Portland’s Transportation Future: Back to the Past?
By Jeffrey Carlson
Cascade Policy Institute
In the optimistic decades of the 1950s and 60s, Americans had bold visions for the future. In the area of personal transportation, flying cars, spaceships, and even Star Trek transporters seemed just around the corner. Today those ideas might seem fanciful, but they were forward-thinking concepts.
Contrast these forward-thinking concepts to Portland City Commissioner Sam Adams’ vision presented to the City Club last Friday. Adams asked, “What would Portland look like if we implemented solutions to global warming and peak oil? It would look a lot like Portland circa 1920, a time when the main means of motion were your feet, streetcars and bikes.”

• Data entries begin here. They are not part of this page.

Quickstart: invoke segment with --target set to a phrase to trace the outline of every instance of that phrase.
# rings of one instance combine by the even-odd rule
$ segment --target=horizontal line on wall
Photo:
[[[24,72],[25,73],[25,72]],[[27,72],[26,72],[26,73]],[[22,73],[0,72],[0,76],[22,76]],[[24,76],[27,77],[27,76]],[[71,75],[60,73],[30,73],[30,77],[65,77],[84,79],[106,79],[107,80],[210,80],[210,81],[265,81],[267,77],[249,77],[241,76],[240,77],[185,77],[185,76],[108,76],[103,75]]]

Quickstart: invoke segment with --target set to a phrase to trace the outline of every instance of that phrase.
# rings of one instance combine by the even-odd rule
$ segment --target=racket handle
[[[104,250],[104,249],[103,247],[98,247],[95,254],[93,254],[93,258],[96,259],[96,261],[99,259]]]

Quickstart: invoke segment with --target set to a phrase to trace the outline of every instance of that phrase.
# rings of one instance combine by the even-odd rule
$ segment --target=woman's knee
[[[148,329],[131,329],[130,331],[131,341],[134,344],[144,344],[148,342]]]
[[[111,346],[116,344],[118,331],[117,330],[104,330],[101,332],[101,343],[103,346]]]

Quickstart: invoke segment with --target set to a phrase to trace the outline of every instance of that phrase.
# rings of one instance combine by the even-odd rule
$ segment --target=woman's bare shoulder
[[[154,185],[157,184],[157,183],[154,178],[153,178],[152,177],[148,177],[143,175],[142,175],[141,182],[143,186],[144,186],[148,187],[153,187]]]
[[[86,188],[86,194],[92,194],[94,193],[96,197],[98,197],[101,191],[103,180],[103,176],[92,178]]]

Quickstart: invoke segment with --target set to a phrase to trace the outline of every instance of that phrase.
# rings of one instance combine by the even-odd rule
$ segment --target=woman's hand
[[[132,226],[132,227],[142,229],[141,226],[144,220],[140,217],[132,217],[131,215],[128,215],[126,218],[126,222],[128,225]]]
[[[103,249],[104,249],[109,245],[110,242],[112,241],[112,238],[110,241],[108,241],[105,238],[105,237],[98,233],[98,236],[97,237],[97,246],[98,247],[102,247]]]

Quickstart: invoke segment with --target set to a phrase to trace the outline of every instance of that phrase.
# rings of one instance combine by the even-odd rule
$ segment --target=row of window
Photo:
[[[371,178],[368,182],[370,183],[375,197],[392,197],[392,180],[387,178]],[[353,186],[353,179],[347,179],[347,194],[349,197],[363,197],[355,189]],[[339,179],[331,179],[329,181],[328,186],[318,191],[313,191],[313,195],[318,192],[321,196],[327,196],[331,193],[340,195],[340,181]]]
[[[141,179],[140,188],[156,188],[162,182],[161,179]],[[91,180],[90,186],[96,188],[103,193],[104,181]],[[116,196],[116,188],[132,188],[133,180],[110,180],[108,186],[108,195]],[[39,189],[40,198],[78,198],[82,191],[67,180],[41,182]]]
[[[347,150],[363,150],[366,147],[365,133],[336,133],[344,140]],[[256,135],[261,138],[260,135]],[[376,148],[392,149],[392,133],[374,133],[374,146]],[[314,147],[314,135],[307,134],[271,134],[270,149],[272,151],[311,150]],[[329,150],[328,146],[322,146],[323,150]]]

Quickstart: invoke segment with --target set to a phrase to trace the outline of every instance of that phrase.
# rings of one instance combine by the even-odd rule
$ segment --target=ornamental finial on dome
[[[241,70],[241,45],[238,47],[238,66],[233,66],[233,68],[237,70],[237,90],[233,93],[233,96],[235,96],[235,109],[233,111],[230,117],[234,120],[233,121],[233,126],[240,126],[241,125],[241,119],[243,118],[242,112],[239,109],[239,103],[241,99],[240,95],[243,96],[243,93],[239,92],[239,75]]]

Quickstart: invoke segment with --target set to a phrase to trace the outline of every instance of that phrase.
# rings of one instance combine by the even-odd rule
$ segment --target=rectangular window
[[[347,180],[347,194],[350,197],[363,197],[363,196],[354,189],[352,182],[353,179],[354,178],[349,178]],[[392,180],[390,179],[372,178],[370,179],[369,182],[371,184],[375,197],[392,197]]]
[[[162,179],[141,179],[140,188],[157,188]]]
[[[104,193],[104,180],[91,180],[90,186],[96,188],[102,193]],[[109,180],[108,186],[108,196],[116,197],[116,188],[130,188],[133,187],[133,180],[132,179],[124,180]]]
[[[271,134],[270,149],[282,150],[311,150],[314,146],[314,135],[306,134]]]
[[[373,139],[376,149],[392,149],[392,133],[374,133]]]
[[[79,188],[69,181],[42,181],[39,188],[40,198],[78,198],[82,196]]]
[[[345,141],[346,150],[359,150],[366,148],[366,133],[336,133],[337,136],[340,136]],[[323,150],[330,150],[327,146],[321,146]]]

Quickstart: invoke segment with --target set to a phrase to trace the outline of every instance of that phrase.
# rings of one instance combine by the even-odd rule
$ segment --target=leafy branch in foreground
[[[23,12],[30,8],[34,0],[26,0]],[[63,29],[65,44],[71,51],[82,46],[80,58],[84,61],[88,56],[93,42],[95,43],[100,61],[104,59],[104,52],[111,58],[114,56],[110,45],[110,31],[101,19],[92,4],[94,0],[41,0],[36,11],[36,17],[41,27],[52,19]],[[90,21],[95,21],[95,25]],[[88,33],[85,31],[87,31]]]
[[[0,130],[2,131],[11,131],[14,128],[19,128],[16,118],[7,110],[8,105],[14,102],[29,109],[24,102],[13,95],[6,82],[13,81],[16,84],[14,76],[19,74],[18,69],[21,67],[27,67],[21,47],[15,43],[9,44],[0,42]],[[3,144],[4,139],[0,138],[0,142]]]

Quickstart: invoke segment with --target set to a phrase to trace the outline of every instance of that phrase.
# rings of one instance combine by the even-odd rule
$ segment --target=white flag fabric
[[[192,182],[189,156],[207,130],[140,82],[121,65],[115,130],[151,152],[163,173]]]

Adams’ vision for Portland’s future is essentially to bring us back to the past. While Americans in the fifties saw personal transportation and endless possibilities as their future, Adams wants people to be dependent on fixed-rail streetcars.
Adams laments the lack of funds for repairing city roads and bridges used by all Portlanders, but he also advocates using antiquated and expensive streetcars to solve congestion and maintenance, and other problems. It is like asking people to switch from PCs back to typewriters to save electricity.
Adams should drop this antiquated vision and look to make Portland’s road system safe and efficient. He should help us travel freely around town, not saddle us with yesterday’s technology.
Jeffrey Carlson is a research associate at Cascade Policy Institute, a Portland, Oregon-based think tank.